The first call was with the head of thoracic surgery at a major cancer hospital. She explained that my condition had advanced quickly and that, contrary to what the first physician said, there was a surgery that could cure me. It would involve removing both my esophagus and my stomach and attaching my intesines to the remaining little bit of my esophagus I’d have left. She estimated I’d have a 10 percent chance of dying on the operating table and a 70 percent chance of a crippling outcome. But the odds were in favor of my living, so her recommendation was clearly worth taking seriously. Naturally I wanted her to speak with the doctor from Johns Hopkins who originally diagnosed me and recommended a watch-and-wait approach, so right then and there I called the other doctor to see what each would say about the other’s views. This was eye-opening. While the two doctors had told me completely different things when I met with them in person, when they were on the phone together, they sought to minimize their disagreement and make the other look good, putting professional courtesy ahead of thrashing things out to get at the best answer. Still, the differences in their views were clear, and listening to them depended my understanding.
The next day I met with a third doctor who as a world-renowned specialist and researcher at another esteemed hospital. He told me that my condition would basically cause me no problems so long as I came in for an endoscopic examination every three months. He explained that it was like skin cancer but on the inside—if it was watched and any new growth was clipped before it metastasized into the bloodstream, I’d be okay. According to him, the results for patients monitored in this way were no different than for those who had their esophagus removed. To put that plainly: They didn’t die from cancer. Life went on as normal for them except for those occasional examinations and procedures.
To recap: Over the course of forty-eight hours, I had gone from a likely death sentence to a likely cure that would essentially involve disemboweling me, and then finally to a simple, and only slightly inconvenient, way of watching for abnormalities and removing them before they could cause any harm. Was this doctor wrong?

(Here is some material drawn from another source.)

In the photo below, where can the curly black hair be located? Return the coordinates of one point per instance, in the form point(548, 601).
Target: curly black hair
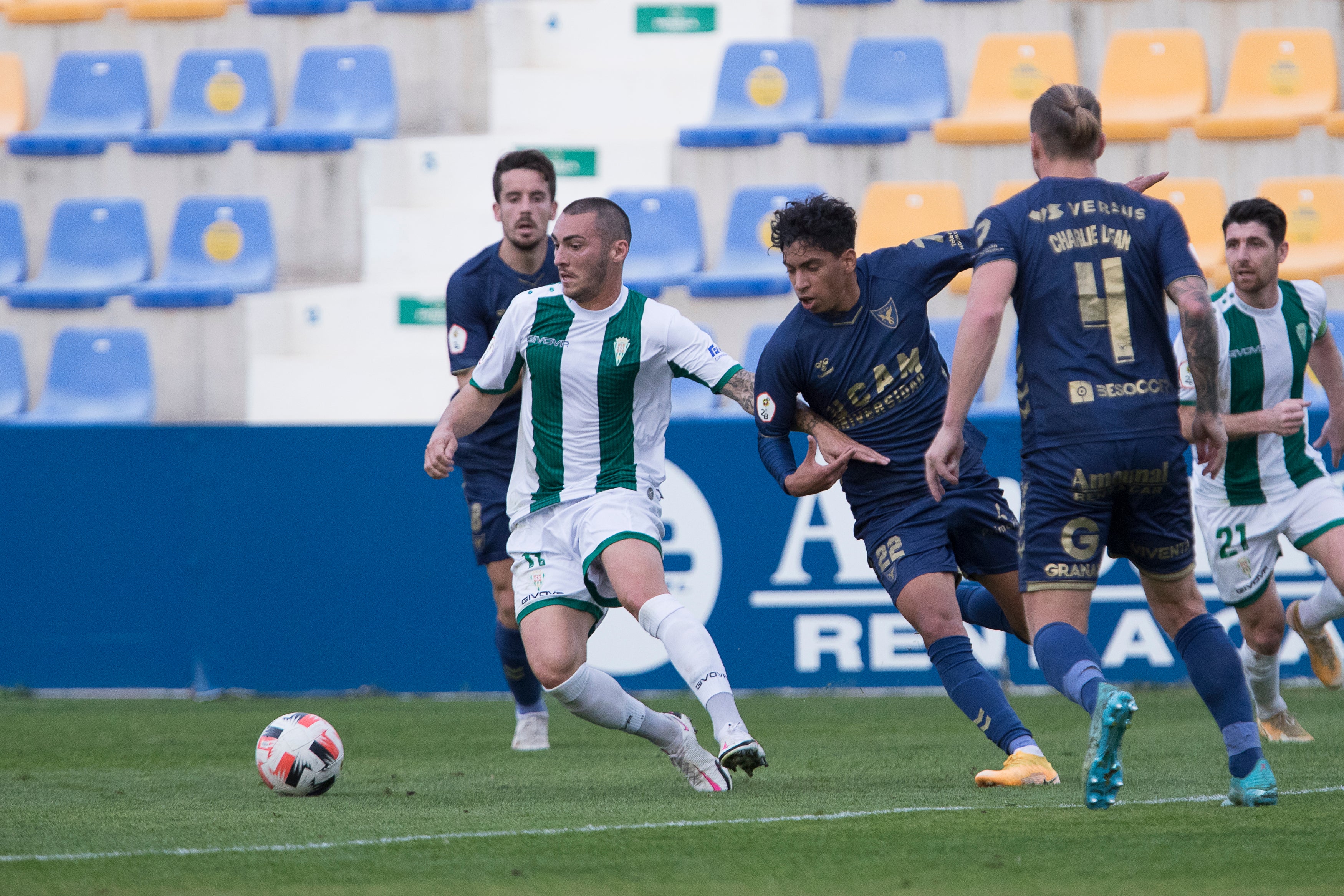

Dr. Glazer and I went on to meet two other world-class specialists and they both agreed that undergoing the scoping procedure would do no harm, so I decided to go ahead with it. During the procedure, they clipped some tissue from my esophagus and sent it to the laboratory for testing. A few days after the procedure, exactly a week before my sixty-four birthday, I got the results. They were shocking to say the least. After analyzing the tissue, it turned out there wasn’t any high-grade dysplasia at all!
Even experts can make mistakes; my point is simply that it pays to be radically open-minded and triangulate with smart people. Had I not pushed for other opinions, my life would have taken a very different course. My point is that you can significantly raise your probabilities of making the right decisions by open-mindedly triangulating with believable people.